クオンなら大丈夫だろ。それにクオンも楽しそうだったしいいじゃねぇか」


 腰に回った腕を離し、目を吊り上げて怒るナミにルフィが平然と返す。なぁ、とルフィに同意を求められて返そうとしたクオンの口からはしかし、別のものがこぼれ出た。


「ふ…ふ、ふふふ、あは、あっははははははははは!!」

「……クオン?」


 突然腹を抱えて笑い出したクオンの名をビビが呆然と紡ぐ。だがクオンはそれに返す余裕がなかった。涙がにじむほどに笑い、つられてにっしししと笑うルフィの顔を見て尚更笑う。被せられた麦わら帽子を押さえて表情を隠すが、こぼれる笑声と震える肩までは隠せない。
 クオンは笑いながらにじんだ涙を拭った。ああ、本当に愉快な気分だ。あふれる笑みを抑えようとするが、くつくつと喉が笑ってどうにもならない。
 楽しかった。美しいものを見た。いいものを見た。「良いもの」を見た。彼らとの間に線を引き、その線に近づきはしても決して越えないようにしていたのに、しようと思っていたのに、それを無遠慮に灼いた光はあまりに鮮烈だった。ああ、本当に、そんなことをしようと思っていた自分がバカらしいと思うほど。


「ははは、はは、……ふふ、……船長殿」


 麦わら帽子に手をかけ、ようやくおさまりつつある笑みに喉を震わせながらクオンは言葉を紡ぐ。ルフィに帽子を返して被せ、見るものすべてを撃ち落とすような美しい微笑みを浮かべるそのかおを真っ直ぐに向けた。

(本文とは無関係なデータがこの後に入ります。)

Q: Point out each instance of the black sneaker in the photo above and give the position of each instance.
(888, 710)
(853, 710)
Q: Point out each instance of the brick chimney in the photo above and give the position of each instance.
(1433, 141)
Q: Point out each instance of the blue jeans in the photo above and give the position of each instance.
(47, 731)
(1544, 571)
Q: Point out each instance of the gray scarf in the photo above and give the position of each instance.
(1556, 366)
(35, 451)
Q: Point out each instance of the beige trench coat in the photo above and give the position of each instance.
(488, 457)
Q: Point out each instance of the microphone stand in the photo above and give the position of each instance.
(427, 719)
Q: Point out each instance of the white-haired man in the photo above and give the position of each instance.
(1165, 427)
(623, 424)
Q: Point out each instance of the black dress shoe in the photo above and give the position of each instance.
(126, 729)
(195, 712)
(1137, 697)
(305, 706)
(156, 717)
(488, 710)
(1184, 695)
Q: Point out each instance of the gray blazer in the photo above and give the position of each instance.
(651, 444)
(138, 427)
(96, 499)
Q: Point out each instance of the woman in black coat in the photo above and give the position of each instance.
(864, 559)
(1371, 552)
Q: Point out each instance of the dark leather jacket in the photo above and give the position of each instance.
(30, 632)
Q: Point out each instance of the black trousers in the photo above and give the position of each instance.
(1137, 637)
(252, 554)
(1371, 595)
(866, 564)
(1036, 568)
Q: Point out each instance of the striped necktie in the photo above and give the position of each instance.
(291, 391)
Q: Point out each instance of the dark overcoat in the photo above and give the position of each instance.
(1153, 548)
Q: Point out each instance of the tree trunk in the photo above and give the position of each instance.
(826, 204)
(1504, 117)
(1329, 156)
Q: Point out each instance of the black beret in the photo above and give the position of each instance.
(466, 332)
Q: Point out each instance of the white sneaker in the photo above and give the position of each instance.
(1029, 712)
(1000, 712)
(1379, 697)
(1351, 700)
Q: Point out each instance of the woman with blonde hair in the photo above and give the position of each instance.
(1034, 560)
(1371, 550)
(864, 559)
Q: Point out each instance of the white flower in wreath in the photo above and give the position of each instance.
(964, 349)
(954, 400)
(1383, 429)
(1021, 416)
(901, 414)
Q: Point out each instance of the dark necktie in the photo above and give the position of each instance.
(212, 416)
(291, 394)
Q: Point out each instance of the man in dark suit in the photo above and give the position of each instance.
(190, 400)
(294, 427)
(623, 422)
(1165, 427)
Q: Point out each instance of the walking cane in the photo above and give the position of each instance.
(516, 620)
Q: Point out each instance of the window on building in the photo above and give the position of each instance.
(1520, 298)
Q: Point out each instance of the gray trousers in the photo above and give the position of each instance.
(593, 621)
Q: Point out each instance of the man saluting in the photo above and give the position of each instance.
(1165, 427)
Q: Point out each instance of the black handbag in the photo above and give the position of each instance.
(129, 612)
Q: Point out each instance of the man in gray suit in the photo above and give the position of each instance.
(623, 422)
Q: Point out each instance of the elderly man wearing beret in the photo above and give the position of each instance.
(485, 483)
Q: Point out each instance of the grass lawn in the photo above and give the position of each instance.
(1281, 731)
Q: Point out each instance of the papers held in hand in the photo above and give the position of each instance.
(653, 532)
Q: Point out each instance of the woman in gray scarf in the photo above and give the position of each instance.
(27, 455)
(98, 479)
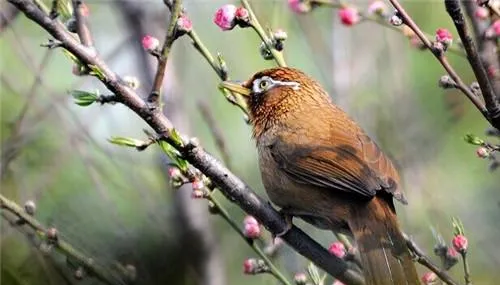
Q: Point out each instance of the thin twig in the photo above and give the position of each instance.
(465, 261)
(382, 21)
(278, 56)
(225, 215)
(81, 24)
(426, 261)
(207, 114)
(492, 105)
(230, 185)
(154, 96)
(62, 246)
(441, 58)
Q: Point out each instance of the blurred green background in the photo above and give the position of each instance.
(116, 205)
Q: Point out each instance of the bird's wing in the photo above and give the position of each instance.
(357, 167)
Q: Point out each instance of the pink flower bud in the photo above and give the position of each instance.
(174, 172)
(482, 152)
(481, 13)
(30, 207)
(496, 28)
(251, 231)
(460, 243)
(197, 194)
(198, 184)
(184, 24)
(225, 17)
(250, 220)
(242, 13)
(429, 278)
(300, 278)
(249, 266)
(395, 20)
(444, 36)
(377, 7)
(85, 10)
(150, 43)
(349, 16)
(452, 253)
(338, 249)
(299, 6)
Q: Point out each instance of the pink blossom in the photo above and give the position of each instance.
(349, 16)
(481, 13)
(84, 10)
(460, 243)
(174, 172)
(451, 252)
(429, 278)
(444, 36)
(197, 194)
(242, 13)
(300, 278)
(377, 7)
(338, 249)
(150, 43)
(198, 184)
(482, 152)
(496, 28)
(225, 17)
(249, 266)
(184, 24)
(251, 231)
(299, 6)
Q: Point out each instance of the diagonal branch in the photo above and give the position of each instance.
(492, 105)
(162, 59)
(229, 184)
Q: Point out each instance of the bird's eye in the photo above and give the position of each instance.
(264, 84)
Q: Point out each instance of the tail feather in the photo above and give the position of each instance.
(384, 254)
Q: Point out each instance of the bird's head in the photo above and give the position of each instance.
(273, 94)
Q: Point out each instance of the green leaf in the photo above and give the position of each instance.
(458, 226)
(176, 137)
(72, 57)
(130, 142)
(84, 98)
(97, 72)
(472, 139)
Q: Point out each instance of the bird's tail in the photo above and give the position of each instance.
(384, 254)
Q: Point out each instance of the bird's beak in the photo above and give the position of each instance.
(235, 86)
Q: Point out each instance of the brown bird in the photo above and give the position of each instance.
(318, 164)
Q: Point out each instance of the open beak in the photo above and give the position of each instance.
(235, 87)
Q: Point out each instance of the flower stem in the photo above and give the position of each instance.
(225, 215)
(278, 56)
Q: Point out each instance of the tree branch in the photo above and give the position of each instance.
(492, 106)
(426, 261)
(229, 184)
(163, 58)
(442, 59)
(64, 247)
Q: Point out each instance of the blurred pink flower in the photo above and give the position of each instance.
(349, 16)
(150, 43)
(225, 17)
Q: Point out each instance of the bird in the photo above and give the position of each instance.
(319, 165)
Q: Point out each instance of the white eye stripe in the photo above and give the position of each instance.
(257, 88)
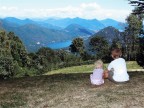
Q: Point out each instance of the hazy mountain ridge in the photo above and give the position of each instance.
(37, 33)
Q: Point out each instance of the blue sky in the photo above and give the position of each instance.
(89, 9)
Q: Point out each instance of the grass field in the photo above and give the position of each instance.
(88, 68)
(71, 88)
(71, 91)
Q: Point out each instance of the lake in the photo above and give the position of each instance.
(59, 45)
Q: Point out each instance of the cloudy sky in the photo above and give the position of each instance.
(89, 9)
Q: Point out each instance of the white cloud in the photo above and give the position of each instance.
(84, 10)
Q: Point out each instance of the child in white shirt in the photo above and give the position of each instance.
(97, 77)
(117, 70)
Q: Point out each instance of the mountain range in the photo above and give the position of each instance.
(37, 33)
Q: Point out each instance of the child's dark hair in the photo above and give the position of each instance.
(116, 52)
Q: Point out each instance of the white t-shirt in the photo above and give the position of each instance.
(120, 70)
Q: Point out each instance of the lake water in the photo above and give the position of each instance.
(59, 45)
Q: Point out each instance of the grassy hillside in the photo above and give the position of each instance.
(71, 91)
(89, 68)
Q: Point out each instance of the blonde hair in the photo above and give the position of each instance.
(98, 63)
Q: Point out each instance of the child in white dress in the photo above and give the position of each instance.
(97, 77)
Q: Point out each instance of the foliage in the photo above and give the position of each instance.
(131, 35)
(140, 55)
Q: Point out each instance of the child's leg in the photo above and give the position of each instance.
(105, 74)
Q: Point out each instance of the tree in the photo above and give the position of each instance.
(139, 4)
(131, 35)
(140, 55)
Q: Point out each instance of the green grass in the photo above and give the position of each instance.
(88, 68)
(71, 91)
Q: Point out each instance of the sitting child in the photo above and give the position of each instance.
(117, 70)
(97, 77)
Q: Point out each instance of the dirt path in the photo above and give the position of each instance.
(71, 91)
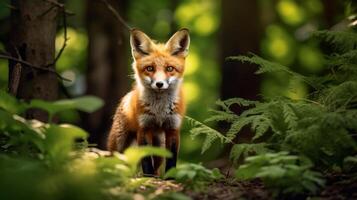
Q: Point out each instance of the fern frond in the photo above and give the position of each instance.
(240, 102)
(260, 125)
(266, 66)
(243, 150)
(218, 115)
(290, 117)
(341, 40)
(210, 134)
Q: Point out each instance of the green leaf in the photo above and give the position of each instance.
(85, 104)
(11, 104)
(135, 154)
(60, 140)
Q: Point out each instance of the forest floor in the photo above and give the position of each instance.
(338, 187)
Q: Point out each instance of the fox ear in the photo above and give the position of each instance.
(179, 43)
(141, 44)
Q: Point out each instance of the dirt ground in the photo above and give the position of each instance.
(338, 187)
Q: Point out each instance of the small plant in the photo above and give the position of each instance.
(282, 173)
(47, 161)
(290, 136)
(194, 175)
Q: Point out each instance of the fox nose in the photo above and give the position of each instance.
(159, 84)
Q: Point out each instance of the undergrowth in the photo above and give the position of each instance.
(53, 161)
(319, 130)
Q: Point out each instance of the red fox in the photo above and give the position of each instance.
(152, 112)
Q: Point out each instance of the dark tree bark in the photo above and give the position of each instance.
(240, 34)
(32, 39)
(107, 75)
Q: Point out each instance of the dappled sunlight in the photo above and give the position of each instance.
(75, 52)
(290, 12)
(205, 24)
(278, 44)
(192, 63)
(296, 89)
(191, 91)
(311, 58)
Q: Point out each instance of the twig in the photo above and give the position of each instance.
(27, 64)
(117, 15)
(59, 5)
(15, 75)
(64, 36)
(64, 15)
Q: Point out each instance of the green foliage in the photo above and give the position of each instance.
(293, 135)
(210, 134)
(85, 104)
(52, 161)
(283, 173)
(319, 128)
(193, 175)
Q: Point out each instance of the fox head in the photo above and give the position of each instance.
(159, 66)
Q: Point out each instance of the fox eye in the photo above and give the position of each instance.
(169, 68)
(149, 68)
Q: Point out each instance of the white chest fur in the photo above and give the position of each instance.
(160, 109)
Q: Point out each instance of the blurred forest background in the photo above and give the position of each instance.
(97, 58)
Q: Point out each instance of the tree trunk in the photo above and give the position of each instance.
(107, 75)
(32, 39)
(240, 34)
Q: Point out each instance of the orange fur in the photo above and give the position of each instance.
(148, 110)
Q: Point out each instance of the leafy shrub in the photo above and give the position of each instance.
(318, 129)
(193, 176)
(283, 173)
(47, 161)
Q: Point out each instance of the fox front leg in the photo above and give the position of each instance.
(172, 144)
(144, 137)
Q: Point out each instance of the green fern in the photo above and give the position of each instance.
(210, 134)
(341, 40)
(241, 151)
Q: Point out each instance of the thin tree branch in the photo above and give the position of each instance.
(64, 36)
(27, 64)
(64, 17)
(59, 5)
(117, 15)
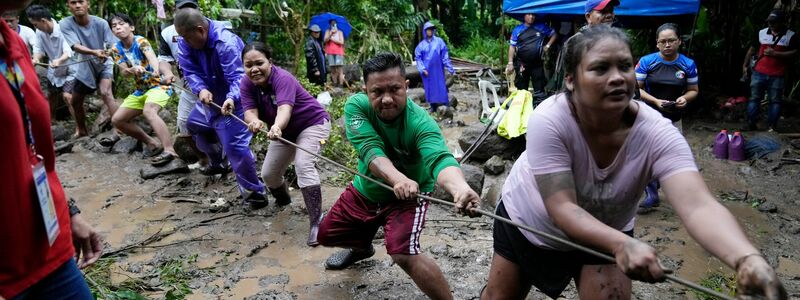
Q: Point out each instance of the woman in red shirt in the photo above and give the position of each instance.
(37, 259)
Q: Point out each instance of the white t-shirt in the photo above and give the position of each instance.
(653, 149)
(28, 36)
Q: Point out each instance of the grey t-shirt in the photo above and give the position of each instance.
(95, 35)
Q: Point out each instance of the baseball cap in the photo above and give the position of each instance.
(186, 3)
(776, 16)
(599, 4)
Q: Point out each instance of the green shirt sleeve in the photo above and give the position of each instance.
(432, 147)
(359, 130)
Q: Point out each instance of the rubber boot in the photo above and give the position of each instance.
(312, 195)
(652, 196)
(281, 195)
(255, 200)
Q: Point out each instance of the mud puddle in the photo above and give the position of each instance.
(262, 254)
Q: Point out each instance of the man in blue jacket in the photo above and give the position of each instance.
(210, 56)
(432, 57)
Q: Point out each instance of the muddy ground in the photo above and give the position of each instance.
(262, 254)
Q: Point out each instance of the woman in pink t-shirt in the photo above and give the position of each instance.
(334, 53)
(588, 159)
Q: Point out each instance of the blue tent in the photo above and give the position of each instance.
(638, 8)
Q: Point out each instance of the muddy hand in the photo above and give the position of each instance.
(205, 96)
(255, 126)
(227, 107)
(757, 280)
(639, 261)
(88, 243)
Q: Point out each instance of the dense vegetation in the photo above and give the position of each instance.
(474, 29)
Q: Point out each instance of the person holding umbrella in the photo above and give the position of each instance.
(432, 57)
(334, 52)
(315, 57)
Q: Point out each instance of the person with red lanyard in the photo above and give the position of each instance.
(773, 48)
(38, 260)
(334, 53)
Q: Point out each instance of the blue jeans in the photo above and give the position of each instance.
(66, 282)
(773, 86)
(224, 136)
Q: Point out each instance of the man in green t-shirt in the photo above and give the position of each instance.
(399, 144)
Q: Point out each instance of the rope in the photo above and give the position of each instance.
(64, 65)
(585, 249)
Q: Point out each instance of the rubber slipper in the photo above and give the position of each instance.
(162, 159)
(212, 170)
(347, 257)
(108, 141)
(148, 153)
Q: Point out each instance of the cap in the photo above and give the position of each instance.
(599, 4)
(186, 3)
(776, 16)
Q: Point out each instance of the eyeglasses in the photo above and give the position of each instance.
(664, 42)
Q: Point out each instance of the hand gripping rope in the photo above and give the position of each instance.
(669, 277)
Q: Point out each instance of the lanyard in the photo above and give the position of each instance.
(9, 73)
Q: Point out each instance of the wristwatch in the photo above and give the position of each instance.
(73, 209)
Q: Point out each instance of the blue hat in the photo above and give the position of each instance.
(599, 4)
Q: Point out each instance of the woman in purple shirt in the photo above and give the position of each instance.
(272, 95)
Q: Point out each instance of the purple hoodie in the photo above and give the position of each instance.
(217, 67)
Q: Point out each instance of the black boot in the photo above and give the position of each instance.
(281, 195)
(312, 195)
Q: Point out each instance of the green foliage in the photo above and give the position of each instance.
(312, 89)
(481, 49)
(338, 148)
(719, 282)
(174, 279)
(99, 278)
(172, 275)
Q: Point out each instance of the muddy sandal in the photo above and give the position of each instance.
(162, 159)
(347, 257)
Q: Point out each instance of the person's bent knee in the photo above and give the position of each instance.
(118, 120)
(402, 260)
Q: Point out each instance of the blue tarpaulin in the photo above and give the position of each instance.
(638, 8)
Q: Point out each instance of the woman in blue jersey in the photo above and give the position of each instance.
(667, 82)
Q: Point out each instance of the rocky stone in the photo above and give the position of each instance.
(492, 145)
(126, 145)
(103, 120)
(60, 133)
(494, 165)
(416, 94)
(175, 166)
(796, 143)
(444, 113)
(474, 176)
(768, 207)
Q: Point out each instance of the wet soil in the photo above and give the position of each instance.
(262, 254)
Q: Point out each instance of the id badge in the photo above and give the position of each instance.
(45, 201)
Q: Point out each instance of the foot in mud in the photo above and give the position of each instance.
(347, 257)
(256, 200)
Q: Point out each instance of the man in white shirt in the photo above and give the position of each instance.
(27, 34)
(51, 43)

「とてもいいものを見させていただきました。ありがとうございます、楽しかったですよ」

「おう!」


 上機嫌に笑うクオンに、にっかりと上機嫌にルフィも笑う。クオンの笑みに撃ち落とされて崩れ落ちたのはビビとナミとウソップとサンジで、人間の美醜がいまいちよく理解できないトナカイのチョッパーはそれでもクオンの笑みが美しいものだと分かり、何より言葉通り楽しそうだと読み取れてよかったな!と笑う。
 胸を押さえて甲板に倒れ込んだ面々を一瞥したゾロは深いため息をつき、ルフィとクオンに巻き込まれる前にひとり逃げ出して自分の肩に乗るハリネズミをじろりと睨んだ。


「あれどうにかしろ、お前の相棒だろ」

「きゅあはりゅり」


 短く鳴いたハリーが何と言ったのかは分からないが、諦めろ、という意味を多分に含んでいたことは、何となく読み取れた。